Queries often require complex conditions (or "query filters") to return appropriate results. WHERE clauses (or conditions) reduce the amount of data to be processed in a SELECT statement (comprised of desired result objects or columns) by specifying that only those rows meeting the criteria in the WHERE clause are displayed. Depending upon which tool you use to query the Data Warehouse, your degree of control over the query language and operators will vary.
- BusinessObjects and Microsoft Access employ graphical interfaces that construct appropriate SQL behind the scenes based on the tables and joins the user indicates.
- Oracle SQL*Plus, on the other hand, requires the user to write his or her own SQL statments.
- The Oracle database system, which forms the foundation of the Data Warehouse, permits the use of powerful SQL operators, some of which may also be available as post-query operators in your desktop tool.
The following guidelines are for all users of the Data Warehouse, regardless of query tool, and provide good practices for efficient querying.
The main difficulty most people have with writing queries is knowing which table to use. If you are unsure about which table to use, refer to the table help sections "Common Uses" and "Cautions." These sections may help you decide part of the data collection documentation on the web. Use the search functionality on the main page of each collection to help find exactly what you need.
If possible, include an indexed data element in your condition statement. A query with a record selection condition using an indexed data element tells the system to go directly to the rows in the table that contain the value indicated and to stop retrieving data when the value is no longer found. If a query does not select records based on an indexed data element in its record selection condition, the system starts searching at the first row in the table and works through every row until it reaches the last row in the table. Indexed columns are noted in each collection's documentation.
Certain operators or query segments are processed by the system without the use of indexes, even if the column in the condition is indexed. It may, of course, be necessary for you to construct your query in this manner to retrieve correct results, but in considering alternatives in query construction you may wish to keep in mind the following situations where indexes may not be used:
- Negative comparisons such as Not Equal (represented by =! in SQL), Different From, or Not In. Avoid negative phrasing of condition statements as much as possible. In general, it is easier (both for the system and for you) to interpret a positive phrase than a negative phrase. For example, instead of the condition statement "If term is not greater than 1998A," rephrase the statement to "If term is less than or equal to 1998A." Or, if practical, eliminate the condition from the query and filter your results on the desktop.
- Nulls such as Is Null or Is Not Null.
- Like or Matches Pattern comparison with a date or number column. For example, to retrieve employee payments from March (of any year) use "FISCAL_MONTH_SEQ = '09'" rather than "CHECK_DATE Like 03/%".
- Wildcards at the beginning of a string. Avoid matching patterns beginning with a wildcard (Like %...). A wildcard at the end of a pattern is definitely appropriate and can be very efficient (e.g., Where Fund Like 5% will retrieve all Funds 500000 - 599999).
- Indexed columns modified by an expression or function (e.g., rather than concatenating all Chart of Account segments as COA_CNAC||COA_ORG||COA_BC||COA_FUND||COA_OBJECT||COA_PROGRAM||COA_CREF, select the column COA_ACCOUNT, which is indexed). Also, comparing an indexed column to another indexed column using Greater Than (>) or Less Than (<).
- Check the "and/or" qualifiers in the records selection criteria of the condition statement.
- For example, a query coded to get students with the following conditions statement will actually return every student in COL for 1998A and every student for 1998C regardless of the division:
- If division is equal to 'COL' and term is equal to '1998A' or term is equal to '1998C'
- The query coded to get students with the following conditions statement will return every student in COL for 1998A and 1998C:
- If division is equal to 'COL' and (term is equal to '1998A' or term is equal to '1998C')

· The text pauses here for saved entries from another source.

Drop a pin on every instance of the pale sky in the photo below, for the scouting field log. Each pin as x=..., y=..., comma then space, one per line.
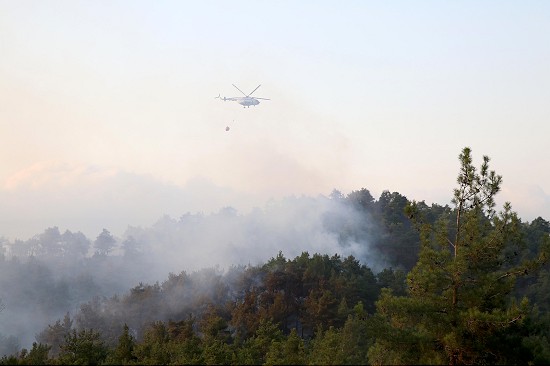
x=108, y=116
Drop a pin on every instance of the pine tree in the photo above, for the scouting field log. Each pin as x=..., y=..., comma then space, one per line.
x=458, y=307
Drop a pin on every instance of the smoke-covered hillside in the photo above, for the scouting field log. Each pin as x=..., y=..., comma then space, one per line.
x=53, y=273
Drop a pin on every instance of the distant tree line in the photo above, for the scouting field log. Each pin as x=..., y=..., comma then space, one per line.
x=464, y=284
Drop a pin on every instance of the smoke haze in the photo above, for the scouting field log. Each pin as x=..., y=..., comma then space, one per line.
x=54, y=272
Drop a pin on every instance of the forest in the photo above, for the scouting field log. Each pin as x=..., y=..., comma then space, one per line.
x=406, y=283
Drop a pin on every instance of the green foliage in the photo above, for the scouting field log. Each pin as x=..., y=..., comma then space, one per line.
x=83, y=348
x=457, y=308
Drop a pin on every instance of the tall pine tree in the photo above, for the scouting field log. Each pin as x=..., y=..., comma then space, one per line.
x=458, y=307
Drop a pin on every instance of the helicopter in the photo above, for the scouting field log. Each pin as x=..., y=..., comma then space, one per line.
x=245, y=101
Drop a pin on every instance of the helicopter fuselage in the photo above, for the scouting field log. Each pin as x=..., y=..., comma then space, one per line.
x=248, y=101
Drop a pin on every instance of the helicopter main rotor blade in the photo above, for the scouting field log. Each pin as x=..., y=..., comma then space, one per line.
x=254, y=90
x=239, y=90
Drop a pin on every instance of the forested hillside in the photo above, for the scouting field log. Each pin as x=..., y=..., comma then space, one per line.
x=406, y=283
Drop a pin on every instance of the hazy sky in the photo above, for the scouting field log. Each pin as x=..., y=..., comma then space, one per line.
x=108, y=116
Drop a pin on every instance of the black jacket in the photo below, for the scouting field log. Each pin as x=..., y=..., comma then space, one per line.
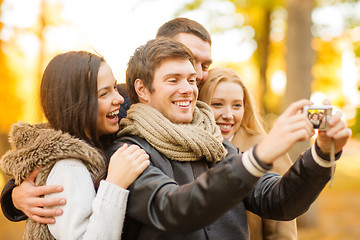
x=200, y=200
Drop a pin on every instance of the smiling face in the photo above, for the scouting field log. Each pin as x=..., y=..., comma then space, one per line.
x=109, y=101
x=202, y=54
x=174, y=90
x=227, y=104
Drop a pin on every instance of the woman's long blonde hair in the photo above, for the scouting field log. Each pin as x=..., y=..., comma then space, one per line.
x=251, y=121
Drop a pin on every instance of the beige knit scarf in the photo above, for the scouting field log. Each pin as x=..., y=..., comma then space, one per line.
x=180, y=142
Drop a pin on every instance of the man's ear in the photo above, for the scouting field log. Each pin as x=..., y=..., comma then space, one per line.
x=142, y=92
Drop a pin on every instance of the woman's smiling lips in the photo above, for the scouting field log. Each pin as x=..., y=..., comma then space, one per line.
x=225, y=127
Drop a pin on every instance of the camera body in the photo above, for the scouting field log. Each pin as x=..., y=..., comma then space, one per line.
x=318, y=115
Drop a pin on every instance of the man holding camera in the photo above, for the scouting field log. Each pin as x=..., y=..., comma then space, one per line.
x=198, y=185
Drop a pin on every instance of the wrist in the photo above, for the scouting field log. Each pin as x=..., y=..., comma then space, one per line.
x=264, y=164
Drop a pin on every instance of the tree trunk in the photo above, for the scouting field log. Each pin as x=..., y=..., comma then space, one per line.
x=299, y=61
x=263, y=56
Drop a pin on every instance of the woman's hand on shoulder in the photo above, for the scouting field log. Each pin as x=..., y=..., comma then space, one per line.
x=126, y=164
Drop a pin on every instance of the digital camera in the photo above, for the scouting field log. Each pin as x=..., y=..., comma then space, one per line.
x=318, y=115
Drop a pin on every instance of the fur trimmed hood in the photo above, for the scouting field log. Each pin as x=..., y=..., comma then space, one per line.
x=38, y=145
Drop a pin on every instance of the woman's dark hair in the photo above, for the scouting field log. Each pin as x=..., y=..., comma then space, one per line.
x=69, y=94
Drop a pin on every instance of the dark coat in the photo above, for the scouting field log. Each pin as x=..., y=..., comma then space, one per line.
x=201, y=200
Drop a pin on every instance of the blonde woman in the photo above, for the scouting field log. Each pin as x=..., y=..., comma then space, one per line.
x=239, y=122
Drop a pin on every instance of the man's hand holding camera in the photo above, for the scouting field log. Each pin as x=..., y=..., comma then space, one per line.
x=294, y=125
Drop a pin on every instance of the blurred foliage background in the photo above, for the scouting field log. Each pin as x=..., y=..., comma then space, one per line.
x=283, y=49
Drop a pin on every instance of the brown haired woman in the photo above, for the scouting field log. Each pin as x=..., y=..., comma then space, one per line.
x=80, y=101
x=239, y=122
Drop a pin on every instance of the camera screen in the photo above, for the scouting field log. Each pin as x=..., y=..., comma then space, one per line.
x=318, y=118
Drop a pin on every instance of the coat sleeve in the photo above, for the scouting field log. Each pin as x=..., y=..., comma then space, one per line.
x=87, y=214
x=7, y=205
x=285, y=198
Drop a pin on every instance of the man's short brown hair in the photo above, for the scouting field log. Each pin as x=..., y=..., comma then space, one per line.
x=147, y=58
x=183, y=25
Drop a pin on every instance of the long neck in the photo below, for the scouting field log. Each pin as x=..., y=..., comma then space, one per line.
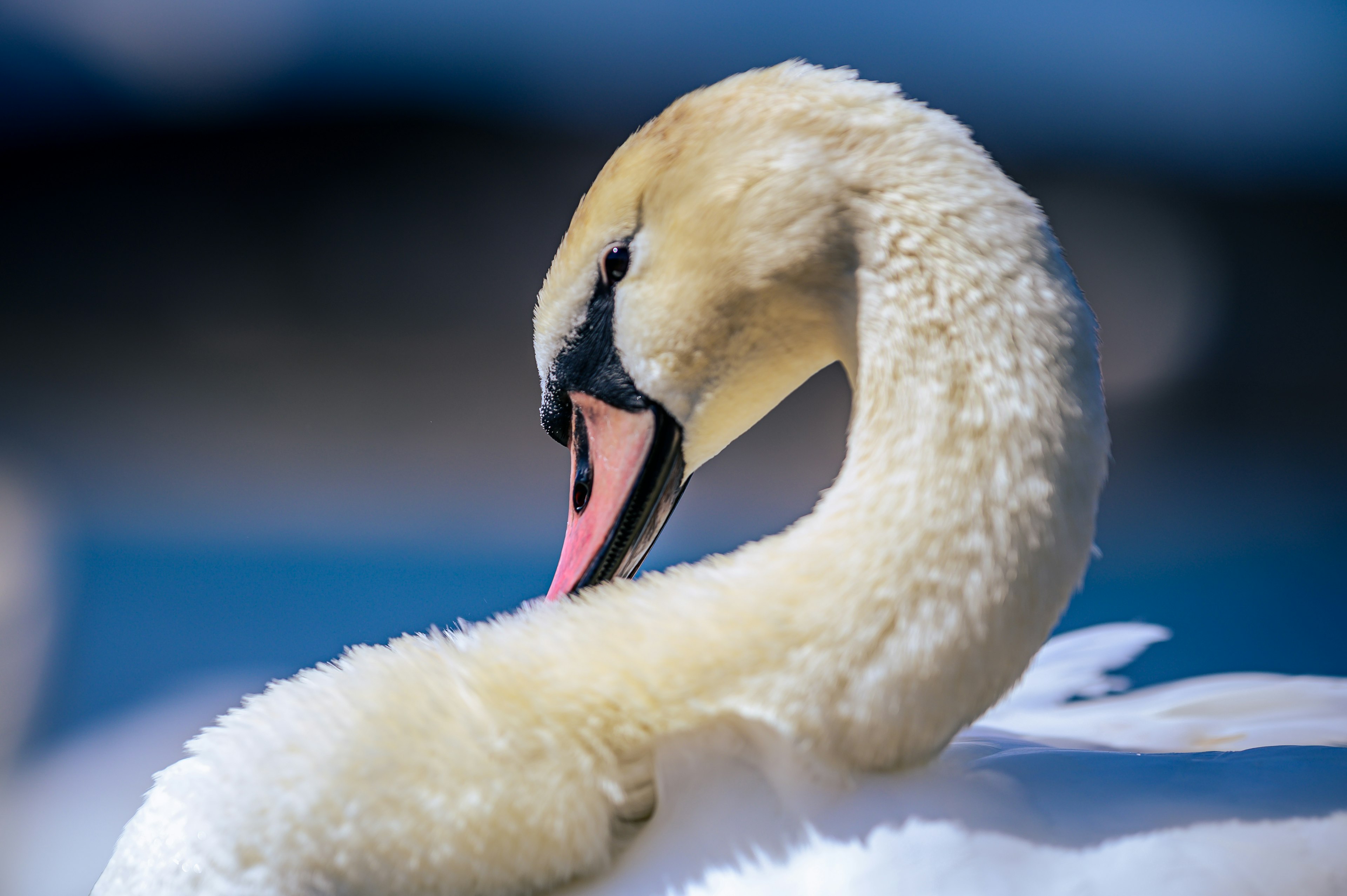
x=918, y=591
x=962, y=519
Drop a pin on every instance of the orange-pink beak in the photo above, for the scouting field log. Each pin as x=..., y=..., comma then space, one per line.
x=627, y=476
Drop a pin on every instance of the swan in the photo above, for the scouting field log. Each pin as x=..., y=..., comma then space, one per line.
x=753, y=234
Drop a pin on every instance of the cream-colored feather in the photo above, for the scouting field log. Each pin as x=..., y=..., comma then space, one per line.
x=779, y=220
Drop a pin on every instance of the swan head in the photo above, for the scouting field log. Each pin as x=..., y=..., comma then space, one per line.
x=709, y=271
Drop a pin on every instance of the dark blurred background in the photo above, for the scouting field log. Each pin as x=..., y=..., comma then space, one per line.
x=267, y=267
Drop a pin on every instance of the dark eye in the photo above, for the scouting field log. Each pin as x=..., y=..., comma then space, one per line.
x=616, y=261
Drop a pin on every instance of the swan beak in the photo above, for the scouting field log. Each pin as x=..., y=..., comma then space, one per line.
x=627, y=476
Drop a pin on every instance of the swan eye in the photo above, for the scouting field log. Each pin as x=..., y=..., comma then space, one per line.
x=616, y=261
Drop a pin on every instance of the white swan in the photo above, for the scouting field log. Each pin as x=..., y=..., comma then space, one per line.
x=755, y=232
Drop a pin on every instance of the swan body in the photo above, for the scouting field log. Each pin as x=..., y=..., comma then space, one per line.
x=767, y=227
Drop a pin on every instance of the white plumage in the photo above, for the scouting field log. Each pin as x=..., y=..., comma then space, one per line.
x=776, y=222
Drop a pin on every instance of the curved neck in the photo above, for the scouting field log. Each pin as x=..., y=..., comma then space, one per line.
x=917, y=592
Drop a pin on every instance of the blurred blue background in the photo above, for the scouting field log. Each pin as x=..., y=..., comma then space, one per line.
x=267, y=269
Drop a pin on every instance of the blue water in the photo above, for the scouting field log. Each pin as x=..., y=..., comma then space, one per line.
x=145, y=618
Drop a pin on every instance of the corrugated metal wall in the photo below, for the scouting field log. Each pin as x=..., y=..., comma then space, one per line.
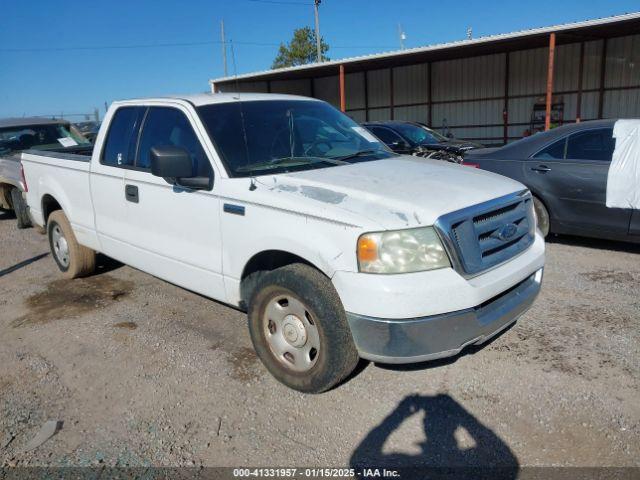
x=468, y=94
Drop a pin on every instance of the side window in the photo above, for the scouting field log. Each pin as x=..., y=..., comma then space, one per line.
x=555, y=151
x=591, y=145
x=120, y=144
x=165, y=126
x=386, y=135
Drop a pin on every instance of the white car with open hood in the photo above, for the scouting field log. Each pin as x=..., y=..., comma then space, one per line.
x=338, y=248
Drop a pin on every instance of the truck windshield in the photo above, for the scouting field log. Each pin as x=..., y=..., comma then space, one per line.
x=275, y=136
x=53, y=136
x=419, y=135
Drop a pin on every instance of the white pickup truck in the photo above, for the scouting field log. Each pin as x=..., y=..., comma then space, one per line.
x=283, y=206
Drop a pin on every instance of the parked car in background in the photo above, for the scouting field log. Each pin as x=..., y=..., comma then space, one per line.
x=415, y=138
x=566, y=170
x=283, y=206
x=18, y=135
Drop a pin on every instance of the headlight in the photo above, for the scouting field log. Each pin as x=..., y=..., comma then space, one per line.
x=401, y=251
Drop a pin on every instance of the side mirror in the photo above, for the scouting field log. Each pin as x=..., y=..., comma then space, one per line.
x=175, y=166
x=398, y=145
x=170, y=162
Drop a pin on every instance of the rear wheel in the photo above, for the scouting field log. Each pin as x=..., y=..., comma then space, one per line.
x=299, y=329
x=20, y=209
x=542, y=216
x=72, y=259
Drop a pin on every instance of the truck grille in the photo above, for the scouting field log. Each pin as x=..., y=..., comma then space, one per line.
x=485, y=235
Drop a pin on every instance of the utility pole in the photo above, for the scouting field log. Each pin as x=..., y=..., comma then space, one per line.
x=402, y=36
x=224, y=47
x=316, y=4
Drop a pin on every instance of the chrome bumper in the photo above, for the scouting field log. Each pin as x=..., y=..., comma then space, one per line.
x=428, y=338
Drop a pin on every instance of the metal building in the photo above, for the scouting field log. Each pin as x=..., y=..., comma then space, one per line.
x=492, y=89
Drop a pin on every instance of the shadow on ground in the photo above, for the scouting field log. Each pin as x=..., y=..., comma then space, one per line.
x=594, y=243
x=106, y=264
x=7, y=214
x=455, y=439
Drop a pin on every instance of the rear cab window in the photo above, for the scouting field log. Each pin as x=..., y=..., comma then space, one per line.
x=555, y=151
x=120, y=144
x=597, y=144
x=167, y=126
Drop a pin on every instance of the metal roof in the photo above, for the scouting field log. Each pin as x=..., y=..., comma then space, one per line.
x=27, y=121
x=411, y=52
x=527, y=146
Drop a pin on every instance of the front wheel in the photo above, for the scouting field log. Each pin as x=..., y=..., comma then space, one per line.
x=299, y=329
x=72, y=259
x=20, y=209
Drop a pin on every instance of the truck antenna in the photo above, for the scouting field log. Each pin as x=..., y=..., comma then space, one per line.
x=252, y=186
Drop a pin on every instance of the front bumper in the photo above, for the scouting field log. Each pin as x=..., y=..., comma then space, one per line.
x=427, y=338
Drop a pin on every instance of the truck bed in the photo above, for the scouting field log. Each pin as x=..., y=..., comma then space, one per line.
x=64, y=177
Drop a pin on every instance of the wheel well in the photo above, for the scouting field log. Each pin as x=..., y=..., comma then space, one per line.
x=49, y=205
x=5, y=195
x=260, y=264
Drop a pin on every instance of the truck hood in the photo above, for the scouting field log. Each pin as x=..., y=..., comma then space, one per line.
x=399, y=192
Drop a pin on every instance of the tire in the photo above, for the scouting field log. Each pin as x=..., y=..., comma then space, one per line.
x=285, y=343
x=542, y=216
x=20, y=209
x=72, y=259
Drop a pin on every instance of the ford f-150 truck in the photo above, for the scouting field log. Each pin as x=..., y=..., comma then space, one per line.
x=283, y=206
x=19, y=134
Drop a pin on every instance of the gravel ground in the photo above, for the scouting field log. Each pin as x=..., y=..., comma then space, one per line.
x=141, y=372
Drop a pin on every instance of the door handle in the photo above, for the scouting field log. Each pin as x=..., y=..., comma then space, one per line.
x=541, y=169
x=131, y=193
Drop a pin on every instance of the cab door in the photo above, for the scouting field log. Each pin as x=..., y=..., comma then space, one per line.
x=173, y=232
x=107, y=178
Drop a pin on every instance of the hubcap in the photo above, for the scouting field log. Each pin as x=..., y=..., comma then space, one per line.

For example, if you are authorized to access data only from a particular department, one of your record selection conditions should state "If Organization='My Organization'," where organization is the code for your department.
Check to make sure that your query is as precise as possible. This includes selecting the tables that will give the best results, reviewing selection conditions and sort criteria, and if it makes sense to do so, including at least one indexed data element in the conditions statement. For example, if you want to find all undergraduate freshmen and their names, choose the Person table rather than the ADDRESS table. This is because a student can have multiple addresses, and choosing the ADDRESS table would return a name for each address the student has listed.
For example, a grade change can affect a student's grade point average (GPA). A query executed before and after the grade change may or may not result in a changed GPA. In addition, keep in mind that there is a "data delay" between Warehouse collections and their respective source systems. Refresh schedules are noted in each collection's documentation. Note the date, time of the query when creating reports or communicating results to others so they can keep in mind the timing of the data when reviewing results.
Queries can take many minutes to execute; complex queries can take longer. It is not uncommon for a query to take 5 to 10 minutes to complete. In general, let the query run until it finishes. If the query takes longer than 1 hour to complete, contact Enterprise Information & Analytics.